“Why is there so much wrong in the world that no one knows about? “
‘It’s easier to believe stories that make us feel safe.’
Genre: Based-On Biodrama
Release Date: 2018
Where I Watched: Netflix
Talky talk: Based on the nonfiction book The Radium Girls – – this Netflix film digs into the way radium companies used and neglected their workers. The book is an absolute must-read for anyone who wants to become versed in parts of American history rarely discussed; the film is a lighter touch. Girls a dramatic take, plus I’m thinking that showing exactly what these girls went through as their particular battles with radiation necrosis progressed would be too gruesome, even for streaming.
Girls uses a fictional heroine, Bessie, as a sort of stand-in stand for real-life Radium Girl Grace Fryer, who in 1928 was one of the the first of the Girls to sue U.S. Radium.

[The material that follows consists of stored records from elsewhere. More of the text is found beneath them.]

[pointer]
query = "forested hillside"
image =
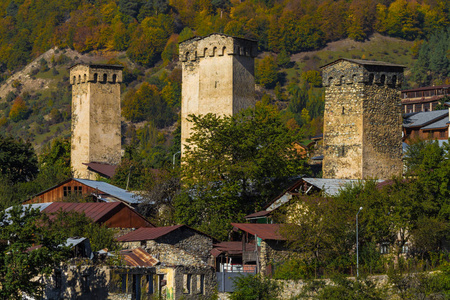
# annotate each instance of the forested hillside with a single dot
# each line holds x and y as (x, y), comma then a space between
(294, 37)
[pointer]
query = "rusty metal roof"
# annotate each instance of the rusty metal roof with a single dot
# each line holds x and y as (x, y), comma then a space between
(104, 169)
(94, 211)
(263, 231)
(145, 234)
(231, 248)
(138, 258)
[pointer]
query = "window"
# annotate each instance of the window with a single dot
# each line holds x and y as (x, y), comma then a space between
(77, 190)
(67, 191)
(201, 284)
(187, 283)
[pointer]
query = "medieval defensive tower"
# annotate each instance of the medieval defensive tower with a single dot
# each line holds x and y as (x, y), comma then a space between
(96, 135)
(362, 133)
(218, 77)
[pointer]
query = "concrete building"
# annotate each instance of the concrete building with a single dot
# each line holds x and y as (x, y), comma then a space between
(96, 132)
(362, 119)
(218, 77)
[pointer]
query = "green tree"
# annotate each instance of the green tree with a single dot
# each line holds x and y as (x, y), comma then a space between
(18, 161)
(255, 287)
(19, 110)
(232, 165)
(266, 72)
(21, 229)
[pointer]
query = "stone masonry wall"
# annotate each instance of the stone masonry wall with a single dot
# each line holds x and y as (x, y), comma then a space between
(362, 120)
(343, 124)
(96, 131)
(218, 77)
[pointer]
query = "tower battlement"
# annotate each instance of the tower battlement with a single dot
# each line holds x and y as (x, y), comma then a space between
(362, 119)
(218, 77)
(96, 132)
(216, 45)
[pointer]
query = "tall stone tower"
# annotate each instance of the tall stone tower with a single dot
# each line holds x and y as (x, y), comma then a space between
(96, 134)
(362, 133)
(218, 77)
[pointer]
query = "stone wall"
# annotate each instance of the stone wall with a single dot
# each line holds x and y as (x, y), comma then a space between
(96, 115)
(362, 120)
(271, 253)
(190, 241)
(218, 77)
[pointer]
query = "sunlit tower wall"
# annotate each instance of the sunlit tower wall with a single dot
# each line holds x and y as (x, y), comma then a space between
(96, 132)
(362, 119)
(217, 77)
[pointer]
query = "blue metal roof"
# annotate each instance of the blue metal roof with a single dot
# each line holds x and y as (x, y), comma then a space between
(112, 190)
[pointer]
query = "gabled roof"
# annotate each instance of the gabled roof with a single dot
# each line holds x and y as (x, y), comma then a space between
(103, 169)
(364, 62)
(146, 234)
(138, 258)
(231, 248)
(442, 123)
(95, 211)
(112, 190)
(423, 118)
(263, 231)
(331, 186)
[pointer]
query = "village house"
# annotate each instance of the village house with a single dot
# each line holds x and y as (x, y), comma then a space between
(424, 98)
(90, 190)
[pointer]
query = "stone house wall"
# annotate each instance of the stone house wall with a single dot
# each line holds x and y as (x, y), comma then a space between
(272, 253)
(362, 120)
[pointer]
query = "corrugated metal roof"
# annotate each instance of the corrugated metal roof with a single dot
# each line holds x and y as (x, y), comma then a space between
(263, 231)
(426, 88)
(94, 211)
(231, 248)
(436, 125)
(111, 190)
(146, 234)
(138, 258)
(423, 118)
(104, 169)
(261, 213)
(331, 187)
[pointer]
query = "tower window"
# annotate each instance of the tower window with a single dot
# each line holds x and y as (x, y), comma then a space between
(394, 80)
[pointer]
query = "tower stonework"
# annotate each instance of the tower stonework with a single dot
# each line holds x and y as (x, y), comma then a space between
(362, 133)
(218, 77)
(96, 132)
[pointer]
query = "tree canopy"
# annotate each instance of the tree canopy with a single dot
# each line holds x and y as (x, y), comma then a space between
(232, 166)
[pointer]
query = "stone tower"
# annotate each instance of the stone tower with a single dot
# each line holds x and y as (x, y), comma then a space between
(96, 134)
(218, 77)
(362, 133)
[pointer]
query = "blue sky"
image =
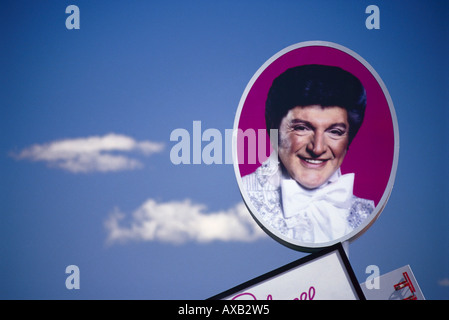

The film focuses on that trial, though various suits continued all the way to the Supreme Court in 1939. (Radium’s use as a watch paint was finally stopped in the 1970s.)
The Kissing Booth‘s Joey King plays Bessie with an iron backbone and broken heart. Here’s hoping she gets more dramatic roles to sink her teeth into. Susan Heyward plays her BFF Etta, a fellow communist whose way with her camera captures many important moments…and who hints at a broader fight for social justice.
Girls surrounds Bessie with 1920s revolutionaries, mostly communists of all races looking to change their America for the better. As Bessie’s eyes begin to open to the hideous conditions at her plant, Girl’s Flapper Riot Grrl aestheric is comforting, at least to viewers like me who’ve seen change, and believe that more and even better changes are possible if, like these Girls, we come together to make it so.
Come for: The snippets of real history (though the final end note of the film is incorrect in some instances, as many Radium Girls were re-buried in lead coffins to stifle the radiation leaks.)
Stay for: The riveting story that will piss you off, and break your heart. Grab tissues for tears and to throw at the screen when the baddies act like asshats.